Spielberg dreamed of making a James Bond movie, Lucas offered him something else: an adventurous archaeologist with a cool hat and whip. Spielberg had launched the blockbuster wave with the success of Jaws, and the thought of the pair creating something together should surely have been a no-brainer for studios. Initially not: the documentary shows that Spielberg had always run over on shoots, costing studios money. Fine when you have huge successes like Jaws and Close Encounters, less so with, for example, failed war comedy 1941.

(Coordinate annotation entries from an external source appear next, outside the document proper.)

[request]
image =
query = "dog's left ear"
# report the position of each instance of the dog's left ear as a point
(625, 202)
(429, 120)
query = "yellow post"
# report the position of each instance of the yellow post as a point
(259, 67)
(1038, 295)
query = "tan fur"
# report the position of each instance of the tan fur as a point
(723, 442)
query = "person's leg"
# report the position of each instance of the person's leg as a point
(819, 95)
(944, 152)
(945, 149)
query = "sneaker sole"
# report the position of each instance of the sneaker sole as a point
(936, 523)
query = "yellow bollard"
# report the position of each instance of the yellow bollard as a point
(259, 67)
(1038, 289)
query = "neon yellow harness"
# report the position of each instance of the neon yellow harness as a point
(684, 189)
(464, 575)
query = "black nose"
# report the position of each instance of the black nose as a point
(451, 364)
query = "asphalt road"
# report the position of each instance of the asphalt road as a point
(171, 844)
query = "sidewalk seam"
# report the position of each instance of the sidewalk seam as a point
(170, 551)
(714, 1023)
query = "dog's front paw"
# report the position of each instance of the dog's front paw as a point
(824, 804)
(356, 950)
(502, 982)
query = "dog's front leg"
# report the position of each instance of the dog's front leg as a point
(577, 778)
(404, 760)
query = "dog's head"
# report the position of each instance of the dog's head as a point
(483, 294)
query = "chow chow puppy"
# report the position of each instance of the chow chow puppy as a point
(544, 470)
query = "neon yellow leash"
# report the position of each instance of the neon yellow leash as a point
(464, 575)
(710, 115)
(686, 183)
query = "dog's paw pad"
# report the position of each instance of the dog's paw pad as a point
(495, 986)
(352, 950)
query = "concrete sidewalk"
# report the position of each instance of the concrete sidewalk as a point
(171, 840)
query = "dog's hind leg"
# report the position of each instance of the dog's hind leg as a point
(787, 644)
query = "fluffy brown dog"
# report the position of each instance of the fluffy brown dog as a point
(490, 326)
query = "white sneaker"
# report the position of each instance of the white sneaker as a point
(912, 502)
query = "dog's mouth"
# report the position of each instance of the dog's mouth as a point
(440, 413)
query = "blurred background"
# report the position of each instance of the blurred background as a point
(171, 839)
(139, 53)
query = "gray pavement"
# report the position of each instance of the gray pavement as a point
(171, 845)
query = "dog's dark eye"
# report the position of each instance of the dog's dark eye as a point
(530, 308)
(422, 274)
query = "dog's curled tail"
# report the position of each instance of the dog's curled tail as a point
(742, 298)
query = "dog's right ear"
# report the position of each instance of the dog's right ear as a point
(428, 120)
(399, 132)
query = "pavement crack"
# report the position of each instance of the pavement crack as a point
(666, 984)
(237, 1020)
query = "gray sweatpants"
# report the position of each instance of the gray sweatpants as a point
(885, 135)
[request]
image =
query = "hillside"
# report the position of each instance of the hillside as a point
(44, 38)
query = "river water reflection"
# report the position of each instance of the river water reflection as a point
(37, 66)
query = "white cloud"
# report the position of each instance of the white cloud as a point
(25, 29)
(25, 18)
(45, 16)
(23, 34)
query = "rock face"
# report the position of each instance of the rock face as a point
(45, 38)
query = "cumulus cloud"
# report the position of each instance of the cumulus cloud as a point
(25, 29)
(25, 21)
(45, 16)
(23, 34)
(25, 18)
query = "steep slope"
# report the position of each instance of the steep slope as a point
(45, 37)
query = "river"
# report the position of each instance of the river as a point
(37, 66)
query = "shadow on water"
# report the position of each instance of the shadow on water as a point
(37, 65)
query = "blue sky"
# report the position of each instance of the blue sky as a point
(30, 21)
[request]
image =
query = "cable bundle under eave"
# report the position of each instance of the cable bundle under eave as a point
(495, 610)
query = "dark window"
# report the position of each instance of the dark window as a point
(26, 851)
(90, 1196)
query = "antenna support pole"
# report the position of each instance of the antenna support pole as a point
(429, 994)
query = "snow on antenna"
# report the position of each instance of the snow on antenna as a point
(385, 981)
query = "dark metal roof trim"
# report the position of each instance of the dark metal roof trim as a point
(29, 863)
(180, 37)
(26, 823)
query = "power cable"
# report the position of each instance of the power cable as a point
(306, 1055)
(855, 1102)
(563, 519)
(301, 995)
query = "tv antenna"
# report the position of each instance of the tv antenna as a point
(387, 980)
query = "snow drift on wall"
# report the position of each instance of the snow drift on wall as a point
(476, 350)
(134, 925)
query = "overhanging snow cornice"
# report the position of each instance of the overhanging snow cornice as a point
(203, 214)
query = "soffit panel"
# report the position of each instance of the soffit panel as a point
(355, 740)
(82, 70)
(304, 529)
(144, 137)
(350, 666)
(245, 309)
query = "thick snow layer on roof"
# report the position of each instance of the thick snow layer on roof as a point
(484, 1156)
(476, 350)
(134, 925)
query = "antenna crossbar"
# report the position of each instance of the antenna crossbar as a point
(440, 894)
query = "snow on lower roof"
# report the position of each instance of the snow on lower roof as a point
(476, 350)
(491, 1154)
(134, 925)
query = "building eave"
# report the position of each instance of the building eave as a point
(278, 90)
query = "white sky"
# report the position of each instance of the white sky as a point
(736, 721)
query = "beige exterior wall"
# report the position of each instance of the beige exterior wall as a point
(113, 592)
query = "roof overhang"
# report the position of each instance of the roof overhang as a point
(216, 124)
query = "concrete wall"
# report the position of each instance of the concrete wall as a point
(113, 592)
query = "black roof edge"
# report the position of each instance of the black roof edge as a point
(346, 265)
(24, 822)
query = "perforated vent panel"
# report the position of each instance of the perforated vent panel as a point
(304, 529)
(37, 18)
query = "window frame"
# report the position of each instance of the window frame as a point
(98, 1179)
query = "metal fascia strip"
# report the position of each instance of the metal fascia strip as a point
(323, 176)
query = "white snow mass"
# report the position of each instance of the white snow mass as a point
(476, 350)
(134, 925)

To get the cash to make the film, Spielberg had to bring Raiders… in on time and under budget, which he did with 12 shooting days to spare. The doc has some great on-set footage for Indiana Jones nerds such as this reviewer, whilst also casting a very cineaste French take on the nature of these films. Lucas and Spielberg had been informed by the 1930s and 40s adventure serials of their youth, shots from which are lovingly retooled and recrafted by the gifted film makers with the sole aim to entertain.
The documentary argues that Indiana Jones rebirthed the adventure film genre, brought back old-fashioned entertainment and proved that audiences will always crave excitement and cliffhangers. Affectionate but a little slim, this is nevertheless worth checking out for fans of Harrison Ford’s whip-cracking, fedora-wearing adventurer.